Telekom Malaysia looks east
By Bill Guerin

JAKARTA - Three very recent mobile telecom deals have helped make Telekom Malaysia, the country's biggest phone company and Southeast Asia's second-largest, the most attractive telecom stock in Malaysia, giving it a solid footing in Asia's other mobile markets, where growth remains strong.

Telekom's overseas business is carried out by investment arm TM International. It's first deal came when Telekom disposed of its entire stake in Telkom South Africa for more than RM3 billion (US$790 million), giving it a net gain of more than RM800 million. Then last week, it bought a stake in Indonesia's third-largest cellular-phone operator, the unlisted PT Excelcomindo Pratama (XL) for Rp2.8 trillion ($314 million). Two days after the Indonesian acquisition, it sealed a deal along with Singapore's ST Telemedia to buy a 47.7% stake in India's fifth-largest mobile company, Idea Cellular, for $390 million, of which Telekom's share costs $156 million.

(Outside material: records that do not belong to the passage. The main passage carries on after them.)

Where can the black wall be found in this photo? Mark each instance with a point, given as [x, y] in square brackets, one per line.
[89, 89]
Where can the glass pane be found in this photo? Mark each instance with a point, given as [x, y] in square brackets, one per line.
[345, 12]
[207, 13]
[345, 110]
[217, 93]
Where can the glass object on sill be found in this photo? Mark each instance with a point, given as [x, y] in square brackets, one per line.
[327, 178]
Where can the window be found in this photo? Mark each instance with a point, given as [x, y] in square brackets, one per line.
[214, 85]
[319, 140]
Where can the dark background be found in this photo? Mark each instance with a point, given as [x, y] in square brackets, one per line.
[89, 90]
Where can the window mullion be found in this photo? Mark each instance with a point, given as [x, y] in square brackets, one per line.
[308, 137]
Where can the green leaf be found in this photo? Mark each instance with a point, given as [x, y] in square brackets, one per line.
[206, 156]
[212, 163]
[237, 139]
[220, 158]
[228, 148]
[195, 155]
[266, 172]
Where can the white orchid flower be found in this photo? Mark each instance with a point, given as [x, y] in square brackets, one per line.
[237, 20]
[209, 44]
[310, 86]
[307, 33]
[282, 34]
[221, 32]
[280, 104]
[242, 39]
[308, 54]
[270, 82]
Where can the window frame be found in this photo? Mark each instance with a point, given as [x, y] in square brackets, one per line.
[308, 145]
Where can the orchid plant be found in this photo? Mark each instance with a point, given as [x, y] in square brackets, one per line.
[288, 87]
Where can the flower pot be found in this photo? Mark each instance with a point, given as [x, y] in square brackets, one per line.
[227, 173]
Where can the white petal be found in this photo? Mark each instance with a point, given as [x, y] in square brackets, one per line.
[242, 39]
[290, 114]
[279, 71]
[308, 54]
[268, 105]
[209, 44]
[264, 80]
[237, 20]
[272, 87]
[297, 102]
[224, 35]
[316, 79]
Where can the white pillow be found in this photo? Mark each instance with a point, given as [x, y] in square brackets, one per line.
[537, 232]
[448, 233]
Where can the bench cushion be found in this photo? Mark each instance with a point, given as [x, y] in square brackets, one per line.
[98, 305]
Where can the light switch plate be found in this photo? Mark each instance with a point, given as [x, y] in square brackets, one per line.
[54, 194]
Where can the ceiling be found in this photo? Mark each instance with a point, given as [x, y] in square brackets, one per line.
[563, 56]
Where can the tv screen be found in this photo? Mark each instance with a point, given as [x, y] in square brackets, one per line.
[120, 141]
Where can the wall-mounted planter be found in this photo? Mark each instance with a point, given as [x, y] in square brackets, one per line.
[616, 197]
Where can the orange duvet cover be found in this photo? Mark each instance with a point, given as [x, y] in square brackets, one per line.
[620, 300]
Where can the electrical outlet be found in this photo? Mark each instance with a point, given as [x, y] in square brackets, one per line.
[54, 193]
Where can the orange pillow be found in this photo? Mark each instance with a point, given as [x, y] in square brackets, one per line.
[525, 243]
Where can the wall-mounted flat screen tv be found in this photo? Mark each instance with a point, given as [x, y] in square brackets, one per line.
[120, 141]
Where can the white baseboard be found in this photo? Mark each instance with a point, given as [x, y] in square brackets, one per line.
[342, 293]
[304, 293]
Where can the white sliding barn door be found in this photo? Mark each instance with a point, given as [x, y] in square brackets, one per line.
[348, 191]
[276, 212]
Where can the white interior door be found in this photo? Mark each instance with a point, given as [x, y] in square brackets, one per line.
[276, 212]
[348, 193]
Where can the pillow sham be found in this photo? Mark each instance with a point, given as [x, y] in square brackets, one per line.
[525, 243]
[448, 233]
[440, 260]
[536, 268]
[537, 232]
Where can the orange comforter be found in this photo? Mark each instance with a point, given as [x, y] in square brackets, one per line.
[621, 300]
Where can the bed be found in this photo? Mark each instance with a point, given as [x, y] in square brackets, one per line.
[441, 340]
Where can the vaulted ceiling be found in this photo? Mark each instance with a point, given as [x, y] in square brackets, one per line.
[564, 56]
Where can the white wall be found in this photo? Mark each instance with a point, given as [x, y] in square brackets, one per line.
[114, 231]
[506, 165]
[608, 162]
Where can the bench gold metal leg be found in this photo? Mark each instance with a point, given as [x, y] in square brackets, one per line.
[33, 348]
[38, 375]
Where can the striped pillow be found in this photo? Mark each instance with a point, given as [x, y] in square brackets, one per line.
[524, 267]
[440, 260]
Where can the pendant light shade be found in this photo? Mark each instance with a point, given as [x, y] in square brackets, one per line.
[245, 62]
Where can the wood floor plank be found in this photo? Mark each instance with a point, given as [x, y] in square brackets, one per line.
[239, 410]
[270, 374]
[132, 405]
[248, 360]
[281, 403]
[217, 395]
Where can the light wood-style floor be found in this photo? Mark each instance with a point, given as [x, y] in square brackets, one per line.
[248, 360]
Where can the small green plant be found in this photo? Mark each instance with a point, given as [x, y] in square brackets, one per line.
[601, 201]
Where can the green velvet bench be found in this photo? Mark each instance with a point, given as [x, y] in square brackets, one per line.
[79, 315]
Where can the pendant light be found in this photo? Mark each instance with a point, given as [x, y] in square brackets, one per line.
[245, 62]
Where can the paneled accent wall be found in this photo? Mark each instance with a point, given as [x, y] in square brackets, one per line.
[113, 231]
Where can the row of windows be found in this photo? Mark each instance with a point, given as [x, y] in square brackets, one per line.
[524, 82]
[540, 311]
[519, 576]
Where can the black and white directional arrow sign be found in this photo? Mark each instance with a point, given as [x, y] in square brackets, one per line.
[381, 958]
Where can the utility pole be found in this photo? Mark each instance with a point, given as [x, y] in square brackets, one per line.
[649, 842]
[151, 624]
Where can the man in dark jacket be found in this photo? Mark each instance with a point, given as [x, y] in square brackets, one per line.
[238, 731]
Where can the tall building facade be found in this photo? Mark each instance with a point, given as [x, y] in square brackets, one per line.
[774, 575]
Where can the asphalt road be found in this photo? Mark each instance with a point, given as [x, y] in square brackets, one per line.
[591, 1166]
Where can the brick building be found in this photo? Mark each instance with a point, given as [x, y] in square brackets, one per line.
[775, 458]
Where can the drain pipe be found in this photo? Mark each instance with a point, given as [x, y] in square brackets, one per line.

Though around 48.5% of Malaysia's 25 million people use cell phones, growth in cellular business in the home market is slowing and is expected to reach saturation in about two years. Since the entry of Singapore's Temasek Holdings Ltd as a substantial shareholder, Telekom has been restrategizing. Rationalizing Telekom's shift to Asia, chief executive officer Abdul Wahid Omar said Telekom would rest on its laurels for a while with the two acquisitions before looking at any other major investments.

"We are moving away from Africa to invest closer to home. The two investments [in Indonesia and India] will increase our regional presence," he told reporters. "This restrategizing was done after many deliberations. The South Asian and Southeast Asian markets do hold quite a lot of promise," he added, though emphasizing that it would not be until 2006 that the company's Indian and Indonesian investments would begin to contribute to its earnings. Overseas operations contributed 29% to Telekom Malaysia's 2003 earnings, though this is projected to fall to 21-22% in 2004.

First, the Indonesia deal. Indonesia's population of more than 230 million dwarfs that of Malaysia, and its mobile sector remains one of the least developed in Asia. Indonesia has a 9.4% mobile penetration rate compared to 25% for other emerging markets such as China and the Philippines, countries that have similar levels of per capita income. More than 28 million Indonesians now own mobile phones and sector analysts believe the best is still to come, with some forecasting as many as 60 million subscribers by 2007.

Talks between Excelcomindo's main shareholders and potential bidders have been going on for more than a year, leading some analysts to describe the process as an auction, with the spoils going to the highest bidder. Telekom Malaysia bid for Excelcomindo last year but failed to offer an adequate price amid uncertainty over this year's parliamentary and presidential elections and competition from Australia's largest phone company, Telstra Corp, and China's largest fixed-line operator, China Telecom. Both dropped out of preliminary negotiations earlier.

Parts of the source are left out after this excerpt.